Not a Joke - John Legend and Kelly Clarkson Rewrote ‘Baby It’s WOKE Outside’

cover art ‘A Legendary Christmas’ / Columbia Records Group

Finally, the song that has offended few can be made miserable for everyone.

One of the more emblematic offerings of how petty and intolerant the activist set in this country can get has been the annual outrage cycle over a Christmas ditty. For the past few years we have been treated to feigned outrage over the classic winter song “Baby It’s Cold Outside”. The interpreted male sexual harassment in the playful duet is as tiresome as these outragers can get.


Well here to fix the inoffensively unbroken song is John Legend, who has decided to rewrite the lyrics to a more tolerant version. What we are left with is a completely neutered version of the song, absent the playfulness and fully imbued with “woke” lyricism that will induce eye-rolling as one walks away. Here is a sample of the new interplay Legend has penned between he and Clarkson for the classic:

KC: “What will my friends think…”
JL: “I think they should rejoice.”
KC: “…if I have one more drink?”
JL: “It’s your body, and your choice.”

Seriously. We get served what is essentially a three-minute mutual-consent form, set to music. That should evoke warm holiday cheer!

What is lost on all of these hand-wringing “Carol Cops” is that the reality behind the song has nothing at all to do with toxic masculinity and male aggression. The song was written by a husband and wife team in the entertainment business, and they performed the song at dinner parties with their artistic friends. It later won an Oscar for Best Song when it was included in the film “Neptune’s Daughter”. What will silence these offended tunesmiths is that in that movie there is a decidedly non-predatory detail.

The song was played twice in the film, performed by 2 couples in separate scenes. The first involved Ricardo Montalban attempting to woo Esther Williams. In their scene Williams is able to rebuff his advances in a firm manner. In the other scene Red Skelton and Betty Garret share the duet, but here is the uncomfortable reality (uncomfortable for the outrage set). Garret is the aggressor in the scene, as Skelton attempts to leave her. It culminates with her actually tossing him down on the sofa to get him to remain.

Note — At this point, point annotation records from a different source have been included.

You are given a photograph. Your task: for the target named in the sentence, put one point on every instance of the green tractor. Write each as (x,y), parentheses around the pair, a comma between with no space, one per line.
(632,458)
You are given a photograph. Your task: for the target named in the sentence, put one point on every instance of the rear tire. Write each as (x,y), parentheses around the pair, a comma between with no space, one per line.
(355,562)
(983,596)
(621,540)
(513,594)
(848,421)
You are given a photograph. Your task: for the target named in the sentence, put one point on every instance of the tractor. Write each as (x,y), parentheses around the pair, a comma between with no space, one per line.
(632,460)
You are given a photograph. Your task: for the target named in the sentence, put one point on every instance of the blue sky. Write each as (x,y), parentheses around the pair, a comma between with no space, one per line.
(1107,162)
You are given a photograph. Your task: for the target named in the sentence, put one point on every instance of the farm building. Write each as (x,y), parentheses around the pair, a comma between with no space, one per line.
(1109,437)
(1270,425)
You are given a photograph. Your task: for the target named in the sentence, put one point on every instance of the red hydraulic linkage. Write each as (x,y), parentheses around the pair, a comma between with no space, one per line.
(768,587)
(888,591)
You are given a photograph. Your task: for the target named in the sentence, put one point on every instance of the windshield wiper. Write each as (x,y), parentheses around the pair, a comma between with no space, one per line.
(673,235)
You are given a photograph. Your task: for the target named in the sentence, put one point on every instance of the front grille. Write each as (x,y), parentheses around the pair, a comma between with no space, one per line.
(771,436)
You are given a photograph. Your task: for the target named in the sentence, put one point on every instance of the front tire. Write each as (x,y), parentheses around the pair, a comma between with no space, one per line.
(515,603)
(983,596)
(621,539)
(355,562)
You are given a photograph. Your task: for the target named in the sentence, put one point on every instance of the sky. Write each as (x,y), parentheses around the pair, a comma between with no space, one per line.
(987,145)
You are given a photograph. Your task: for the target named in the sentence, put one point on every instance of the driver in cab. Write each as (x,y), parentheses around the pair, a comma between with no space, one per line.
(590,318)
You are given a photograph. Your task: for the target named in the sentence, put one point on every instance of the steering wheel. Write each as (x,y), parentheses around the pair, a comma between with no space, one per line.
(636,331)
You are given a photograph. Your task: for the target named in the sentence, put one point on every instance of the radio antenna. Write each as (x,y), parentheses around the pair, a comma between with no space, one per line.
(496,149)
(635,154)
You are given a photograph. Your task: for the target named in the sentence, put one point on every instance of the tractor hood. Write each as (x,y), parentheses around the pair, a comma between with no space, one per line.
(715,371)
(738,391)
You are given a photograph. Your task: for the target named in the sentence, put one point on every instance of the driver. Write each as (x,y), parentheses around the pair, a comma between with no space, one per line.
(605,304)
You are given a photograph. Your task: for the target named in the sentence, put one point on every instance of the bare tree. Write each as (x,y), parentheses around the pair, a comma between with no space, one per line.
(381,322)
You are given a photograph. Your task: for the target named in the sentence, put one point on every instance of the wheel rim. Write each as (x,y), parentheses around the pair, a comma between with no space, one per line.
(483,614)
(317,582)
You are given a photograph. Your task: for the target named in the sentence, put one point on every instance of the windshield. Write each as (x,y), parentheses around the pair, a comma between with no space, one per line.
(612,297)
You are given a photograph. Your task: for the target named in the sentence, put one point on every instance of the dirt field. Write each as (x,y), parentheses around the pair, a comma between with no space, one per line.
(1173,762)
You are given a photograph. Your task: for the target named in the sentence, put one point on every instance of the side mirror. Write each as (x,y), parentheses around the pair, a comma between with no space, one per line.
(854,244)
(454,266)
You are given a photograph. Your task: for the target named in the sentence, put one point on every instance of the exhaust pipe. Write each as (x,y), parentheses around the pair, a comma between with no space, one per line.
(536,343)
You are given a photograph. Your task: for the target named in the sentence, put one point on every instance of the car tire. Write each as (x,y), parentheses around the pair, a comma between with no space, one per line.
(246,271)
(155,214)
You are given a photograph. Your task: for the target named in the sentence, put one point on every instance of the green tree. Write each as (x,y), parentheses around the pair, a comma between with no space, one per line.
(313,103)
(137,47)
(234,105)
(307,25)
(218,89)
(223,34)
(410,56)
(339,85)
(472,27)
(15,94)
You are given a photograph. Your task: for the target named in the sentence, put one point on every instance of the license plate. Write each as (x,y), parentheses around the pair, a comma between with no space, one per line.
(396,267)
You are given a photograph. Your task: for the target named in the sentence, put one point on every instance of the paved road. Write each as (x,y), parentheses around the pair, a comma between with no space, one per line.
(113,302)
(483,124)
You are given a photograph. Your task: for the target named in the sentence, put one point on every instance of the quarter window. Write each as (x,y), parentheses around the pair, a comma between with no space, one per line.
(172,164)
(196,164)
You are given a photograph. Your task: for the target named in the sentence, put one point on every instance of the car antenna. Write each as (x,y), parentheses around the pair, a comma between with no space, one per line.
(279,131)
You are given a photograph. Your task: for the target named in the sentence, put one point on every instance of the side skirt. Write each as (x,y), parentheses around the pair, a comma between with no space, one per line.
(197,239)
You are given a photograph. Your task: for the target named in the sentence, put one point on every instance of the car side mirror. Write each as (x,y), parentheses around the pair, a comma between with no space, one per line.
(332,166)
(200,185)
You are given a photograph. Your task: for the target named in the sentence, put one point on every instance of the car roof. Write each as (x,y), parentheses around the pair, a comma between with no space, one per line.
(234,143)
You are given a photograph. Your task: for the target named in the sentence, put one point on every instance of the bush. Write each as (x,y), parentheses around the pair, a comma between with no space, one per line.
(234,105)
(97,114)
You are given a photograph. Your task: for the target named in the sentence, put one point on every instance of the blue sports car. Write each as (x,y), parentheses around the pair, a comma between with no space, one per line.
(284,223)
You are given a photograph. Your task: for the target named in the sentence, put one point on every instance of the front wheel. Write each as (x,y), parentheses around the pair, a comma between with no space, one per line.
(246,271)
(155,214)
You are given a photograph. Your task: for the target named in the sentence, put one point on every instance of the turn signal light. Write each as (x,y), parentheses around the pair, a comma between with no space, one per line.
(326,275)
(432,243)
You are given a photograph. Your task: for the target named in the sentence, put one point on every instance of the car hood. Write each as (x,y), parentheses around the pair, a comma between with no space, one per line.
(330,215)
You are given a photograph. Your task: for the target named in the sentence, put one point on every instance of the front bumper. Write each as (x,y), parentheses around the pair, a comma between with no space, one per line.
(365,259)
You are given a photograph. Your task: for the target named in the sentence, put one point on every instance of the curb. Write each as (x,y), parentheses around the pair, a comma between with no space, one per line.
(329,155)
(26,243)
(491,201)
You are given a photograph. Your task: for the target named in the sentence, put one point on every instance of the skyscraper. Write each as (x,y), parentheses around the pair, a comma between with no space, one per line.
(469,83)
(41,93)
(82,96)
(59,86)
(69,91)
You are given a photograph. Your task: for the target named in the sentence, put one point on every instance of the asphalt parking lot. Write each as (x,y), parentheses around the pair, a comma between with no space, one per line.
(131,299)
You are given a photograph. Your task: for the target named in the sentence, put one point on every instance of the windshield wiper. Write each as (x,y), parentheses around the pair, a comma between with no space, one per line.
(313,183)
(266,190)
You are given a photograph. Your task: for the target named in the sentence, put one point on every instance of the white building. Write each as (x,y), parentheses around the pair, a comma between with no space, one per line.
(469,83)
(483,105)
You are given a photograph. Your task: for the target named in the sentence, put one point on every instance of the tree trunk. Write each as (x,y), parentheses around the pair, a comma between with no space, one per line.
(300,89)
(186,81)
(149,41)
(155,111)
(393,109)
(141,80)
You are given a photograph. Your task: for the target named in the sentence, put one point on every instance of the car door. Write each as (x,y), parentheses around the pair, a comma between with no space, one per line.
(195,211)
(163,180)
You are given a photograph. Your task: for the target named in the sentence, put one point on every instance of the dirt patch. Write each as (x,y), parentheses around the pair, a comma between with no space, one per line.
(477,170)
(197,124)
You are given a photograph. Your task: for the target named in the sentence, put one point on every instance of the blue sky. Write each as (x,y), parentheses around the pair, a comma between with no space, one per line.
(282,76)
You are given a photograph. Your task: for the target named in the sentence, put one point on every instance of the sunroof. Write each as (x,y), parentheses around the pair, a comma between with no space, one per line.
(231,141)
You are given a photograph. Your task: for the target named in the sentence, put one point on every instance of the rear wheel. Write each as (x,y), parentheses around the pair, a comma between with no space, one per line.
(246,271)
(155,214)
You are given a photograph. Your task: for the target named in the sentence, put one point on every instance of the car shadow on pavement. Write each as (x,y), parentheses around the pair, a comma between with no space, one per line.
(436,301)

Such toxic masculine predation.

But thankfully we do not have to endure such socially disturbing behavior any longer. We are spared the indignity of having to hear a song that offends our sensibilities. I shall do something that apparently is beyond the skill set of those perpetually-offended leftist culture scolds. If I come across this John Legend castrated version I will immediately change the channel.